When a private database receives a record deletion operation from a client, it immediately deletes the corresponding server-side record and saves the tombstone flag of the deletion operation. When other client devices obtain changes through CKFetchRecordZoneChangesOperation, the private database sends the change records (including tombstones) to the client. The client deletes the corresponding local data records based on the tombstone instructions to ensure data consistency.

The public database also immediately deletes the corresponding server-side record after receiving a record deletion operation. However, due to the lack of a tombstone mechanism, when other clients query the database for changes, the public database only informs them of the added or modified records, but cannot notify them of the deletion operation. This means that we cannot pass on the deletion operation from one device to another, and the local mirrors of the public database on the two devices will differ.

To avoid such differences as much as possible, we can add a tombstone-like attribute (such as isDeleted) when designing the data model of the public database.

// When deleting, set isDelete to true
if container.canUpdateRecord(forManagedObjectWith:item.objectID){
item.isDeleted = true
try! viewContext.save()
}

When fetching data, only retrieve records with isDeleted set to false.

@FetchRequest(
sortDescriptors: [NSSortDescriptor(keyPath: \Item.timestamp, ascending: true)],
predicate: NSPredicate(format: "%K = false", #keyPath(Item.isDelete)),
animation: .default
)
private var items: FetchedResults<Item>

The records are not actually deleted but only hidden. The public database can pass on record modification operations between devices, ensuring data consistency and achieving “deletion” of data. The “deleted” data still occupies space on the local and server-side, so it is important to carefully choose when to clear the space.

Storage Quota

The data of private databases is stored in the user’s personal iCloud space, which occupies the capacity quota of their personal space. If the user's iCloud space is full, data will no longer be able to sync between devices via the network. Users can solve this problem by cleaning up their personal space or choosing a larger space plan.

The data capacity of public databases occupies the space quota of your application. Apple provides a basic space capacity for each app that supports CloudKit, with the following limitations: 10GB of Asset storage, 100MB of database, 2GB of data transfer per month, and 40 query requests per second. Space, traffic, and request numbers will increase based on the number of active users of your application (using the app within the past 16 months), and can increase up to 10PB, 10TB, and 200TB per day, respectively.

Although most applications will not exceed these limits, as a developer, it is still advisable to minimize the use of space and improve data response efficiency.

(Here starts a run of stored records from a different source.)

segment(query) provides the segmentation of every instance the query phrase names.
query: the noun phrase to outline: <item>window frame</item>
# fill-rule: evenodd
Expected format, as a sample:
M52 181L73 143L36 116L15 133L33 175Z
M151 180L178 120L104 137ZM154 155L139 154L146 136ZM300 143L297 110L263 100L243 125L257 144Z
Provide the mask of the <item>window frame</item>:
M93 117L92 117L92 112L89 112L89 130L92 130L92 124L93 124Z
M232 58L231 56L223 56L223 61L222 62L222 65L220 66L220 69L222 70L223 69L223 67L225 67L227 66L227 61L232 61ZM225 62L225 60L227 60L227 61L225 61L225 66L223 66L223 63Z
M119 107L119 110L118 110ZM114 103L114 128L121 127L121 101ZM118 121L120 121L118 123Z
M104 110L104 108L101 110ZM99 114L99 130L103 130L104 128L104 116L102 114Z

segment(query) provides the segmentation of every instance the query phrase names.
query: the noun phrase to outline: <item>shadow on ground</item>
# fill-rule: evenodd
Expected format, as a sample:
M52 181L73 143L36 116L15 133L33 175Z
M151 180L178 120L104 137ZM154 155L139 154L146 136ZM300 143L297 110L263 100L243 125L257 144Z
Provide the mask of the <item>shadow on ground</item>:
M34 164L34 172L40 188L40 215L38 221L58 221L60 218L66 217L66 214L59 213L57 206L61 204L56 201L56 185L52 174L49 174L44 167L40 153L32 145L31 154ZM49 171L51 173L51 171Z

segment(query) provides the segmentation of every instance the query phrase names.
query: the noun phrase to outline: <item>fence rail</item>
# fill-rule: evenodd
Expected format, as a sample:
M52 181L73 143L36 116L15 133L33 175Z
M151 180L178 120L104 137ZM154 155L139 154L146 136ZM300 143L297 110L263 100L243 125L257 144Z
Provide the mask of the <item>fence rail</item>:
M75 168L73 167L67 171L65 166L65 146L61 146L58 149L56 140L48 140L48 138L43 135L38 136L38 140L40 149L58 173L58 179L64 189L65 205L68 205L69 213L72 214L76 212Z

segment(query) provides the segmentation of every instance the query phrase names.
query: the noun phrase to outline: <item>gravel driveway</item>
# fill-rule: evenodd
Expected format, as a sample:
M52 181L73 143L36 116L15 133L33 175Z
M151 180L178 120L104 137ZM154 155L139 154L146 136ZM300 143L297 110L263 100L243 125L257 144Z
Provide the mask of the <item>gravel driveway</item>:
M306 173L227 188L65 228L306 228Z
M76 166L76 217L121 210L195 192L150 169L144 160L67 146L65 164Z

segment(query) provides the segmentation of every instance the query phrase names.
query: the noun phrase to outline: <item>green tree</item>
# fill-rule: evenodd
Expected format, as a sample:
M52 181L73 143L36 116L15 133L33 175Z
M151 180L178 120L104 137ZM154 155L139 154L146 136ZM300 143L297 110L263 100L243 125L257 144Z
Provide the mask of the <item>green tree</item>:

Core Data with CloudKit synchronizes the public database by saving a local mirror of the entire public database. Therefore, if data volume cannot be controlled well, the application's occupation of user devices will be terrifying. The "deletion" method mentioned earlier will further encroach on network and device space.

Developers should consider the timing of clearing pseudo-”deleted” data at the beginning of project design.

We cannot guarantee that clearing will occur after all clients have synchronized the “deleted” state. Under the condition that it does not affect the business logic of the application, it is acceptable to allow inconsistent data between devices.

Developers can clear “deleted” data on the client side based on the average usage frequency of the application. Although Core Data with CloudKit saves metadata for managed objects corresponding to CKRecord locally, it does not provide an API for developers. For easy deletion, we can add a "deletion" time attribute to the model, which works with the query during clearing.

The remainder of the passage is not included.